Sima Chao, Braga-Neto Ulisses, Dougherty Edward R
Department of Electrical Engineering, Texas A&M University College Station, TX, USA.
Bioinformatics. 2005 Apr 1;21(7):1046-54. doi: 10.1093/bioinformatics/bti081. Epub 2004 Oct 28.
Ranking feature sets is a key issue for classification, for instance, phenotype classification based on gene expression. Since ranking is often based on error estimation, and error estimators suffer to differing degrees of imprecision in small-sample settings, it is important to choose a computationally feasible error estimator that yields good feature-set ranking.

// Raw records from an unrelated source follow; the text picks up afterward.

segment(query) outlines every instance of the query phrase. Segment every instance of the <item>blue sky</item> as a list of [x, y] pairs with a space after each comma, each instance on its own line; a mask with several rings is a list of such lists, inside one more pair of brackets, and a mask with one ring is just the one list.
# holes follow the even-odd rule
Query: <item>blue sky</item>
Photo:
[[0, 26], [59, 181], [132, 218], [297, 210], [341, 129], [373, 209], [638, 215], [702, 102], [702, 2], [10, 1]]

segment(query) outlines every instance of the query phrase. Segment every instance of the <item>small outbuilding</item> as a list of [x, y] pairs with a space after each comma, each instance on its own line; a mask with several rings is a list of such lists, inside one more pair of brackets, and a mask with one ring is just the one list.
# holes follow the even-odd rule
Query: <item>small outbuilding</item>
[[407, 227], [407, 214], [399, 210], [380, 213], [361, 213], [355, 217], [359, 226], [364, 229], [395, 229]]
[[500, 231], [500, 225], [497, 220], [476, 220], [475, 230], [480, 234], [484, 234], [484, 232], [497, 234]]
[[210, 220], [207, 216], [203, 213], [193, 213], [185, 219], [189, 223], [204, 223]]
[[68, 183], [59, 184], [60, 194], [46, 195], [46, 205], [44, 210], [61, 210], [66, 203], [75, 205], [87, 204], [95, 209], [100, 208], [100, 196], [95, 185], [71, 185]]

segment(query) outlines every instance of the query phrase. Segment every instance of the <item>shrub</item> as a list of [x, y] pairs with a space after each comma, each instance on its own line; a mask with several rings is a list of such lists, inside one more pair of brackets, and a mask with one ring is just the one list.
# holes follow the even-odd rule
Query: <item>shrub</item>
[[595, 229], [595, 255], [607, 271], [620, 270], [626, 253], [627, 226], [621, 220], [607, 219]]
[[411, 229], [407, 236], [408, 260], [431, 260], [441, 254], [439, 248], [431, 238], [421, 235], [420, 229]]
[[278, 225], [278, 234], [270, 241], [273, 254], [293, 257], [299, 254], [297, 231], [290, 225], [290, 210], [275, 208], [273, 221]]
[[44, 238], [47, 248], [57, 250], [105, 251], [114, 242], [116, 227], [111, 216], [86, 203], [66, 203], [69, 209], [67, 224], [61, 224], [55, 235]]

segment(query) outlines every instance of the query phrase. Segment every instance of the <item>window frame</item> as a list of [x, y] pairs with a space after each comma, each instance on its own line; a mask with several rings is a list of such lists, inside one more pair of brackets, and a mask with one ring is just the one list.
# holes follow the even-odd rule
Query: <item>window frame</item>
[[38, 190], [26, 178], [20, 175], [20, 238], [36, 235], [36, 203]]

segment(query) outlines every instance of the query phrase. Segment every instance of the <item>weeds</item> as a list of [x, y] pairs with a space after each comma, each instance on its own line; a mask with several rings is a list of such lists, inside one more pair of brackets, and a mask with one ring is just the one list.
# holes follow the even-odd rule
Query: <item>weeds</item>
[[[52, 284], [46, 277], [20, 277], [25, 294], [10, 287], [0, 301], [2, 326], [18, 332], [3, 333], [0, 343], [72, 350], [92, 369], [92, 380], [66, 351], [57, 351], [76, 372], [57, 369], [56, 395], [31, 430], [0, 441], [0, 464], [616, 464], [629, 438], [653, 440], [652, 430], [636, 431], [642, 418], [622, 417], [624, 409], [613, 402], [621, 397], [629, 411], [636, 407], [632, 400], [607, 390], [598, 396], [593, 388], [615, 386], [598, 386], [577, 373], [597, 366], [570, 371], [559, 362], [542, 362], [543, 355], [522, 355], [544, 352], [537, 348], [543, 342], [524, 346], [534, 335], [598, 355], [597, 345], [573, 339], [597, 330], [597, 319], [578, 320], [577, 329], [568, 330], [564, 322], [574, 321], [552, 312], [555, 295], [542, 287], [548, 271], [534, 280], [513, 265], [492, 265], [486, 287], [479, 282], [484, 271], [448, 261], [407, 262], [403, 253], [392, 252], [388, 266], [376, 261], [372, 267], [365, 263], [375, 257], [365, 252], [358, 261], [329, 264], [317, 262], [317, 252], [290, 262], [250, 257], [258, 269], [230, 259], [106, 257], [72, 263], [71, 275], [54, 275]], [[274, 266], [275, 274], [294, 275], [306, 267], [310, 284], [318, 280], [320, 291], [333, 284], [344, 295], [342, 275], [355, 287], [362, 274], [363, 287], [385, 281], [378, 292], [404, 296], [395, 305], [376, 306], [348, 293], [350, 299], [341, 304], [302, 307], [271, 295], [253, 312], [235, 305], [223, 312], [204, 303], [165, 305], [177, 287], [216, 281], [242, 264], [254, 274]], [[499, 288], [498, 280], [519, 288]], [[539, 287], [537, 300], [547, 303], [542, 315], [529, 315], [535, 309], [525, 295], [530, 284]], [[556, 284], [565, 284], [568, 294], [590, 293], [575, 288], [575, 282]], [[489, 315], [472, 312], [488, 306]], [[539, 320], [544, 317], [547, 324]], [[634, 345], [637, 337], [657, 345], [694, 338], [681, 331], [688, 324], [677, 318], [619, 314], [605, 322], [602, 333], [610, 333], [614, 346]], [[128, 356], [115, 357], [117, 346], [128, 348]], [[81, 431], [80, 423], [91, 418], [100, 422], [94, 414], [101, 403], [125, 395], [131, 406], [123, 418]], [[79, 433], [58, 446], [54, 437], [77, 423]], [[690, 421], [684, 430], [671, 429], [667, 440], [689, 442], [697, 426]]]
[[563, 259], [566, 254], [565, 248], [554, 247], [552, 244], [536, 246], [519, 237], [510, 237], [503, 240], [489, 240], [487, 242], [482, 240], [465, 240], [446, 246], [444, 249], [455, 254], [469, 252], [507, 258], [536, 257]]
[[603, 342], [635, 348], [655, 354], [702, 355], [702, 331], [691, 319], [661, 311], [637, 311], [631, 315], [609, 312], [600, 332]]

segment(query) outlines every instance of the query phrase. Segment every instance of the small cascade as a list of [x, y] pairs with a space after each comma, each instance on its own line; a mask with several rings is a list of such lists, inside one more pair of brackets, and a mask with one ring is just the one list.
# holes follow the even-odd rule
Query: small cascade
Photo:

This paper examines the feature-ranking performance of several kinds of error estimators: resubstitution, cross-validation, bootstrap and bolstered error estimation. It does so for three classification rules: linear discriminant analysis, three-nearest-neighbor classification and classification trees. Two measures of performance are considered. One counts the number of the truly best feature sets appearing among the best feature sets discovered by the error estimator and the other computes the mean absolute error between the top ranks of the truly best feature sets and their ranks as given by the error estimator. Our results indicate that bolstering is superior to bootstrap, and bootstrap is better than cross-validation, for discovering top-performing feature sets for classification when using small samples. A key issue is that bolstered error estimation is tens of times faster than bootstrap, and faster than cross-validation, and is therefore feasible for feature-set ranking when the number of feature sets is extremely large.
对特征集进行排序是分类中的一个关键问题,例如基于基因表达的表型分类。由于排序通常基于误差估计,并且在小样本情况下误差估计器会受到不同程度的不精确性影响,因此选择一个计算可行且能产生良好特征集排序的误差估计器非常重要。
本文研究了几种误差估计器的特征排序性能:再代入法、交叉验证法、自助法和增强误差估计法。针对三种分类规则进行了研究:线性判别分析、三近邻分类法和分类树。考虑了两种性能度量。一种是计算在误差估计器发现的最佳特征集中出现的真正最佳特征集的数量,另一种是计算真正最佳特征集的最高排名与其在误差估计器给出的排名之间的平均绝对误差。我们的结果表明,在使用小样本进行分类时发现顶级性能特征集方面,增强法优于自助法,自助法优于交叉验证法。一个关键问题是,增强误差估计比自助法快数十倍,比交叉验证法也快,因此当特征集数量极大时,对于特征集排序是可行的。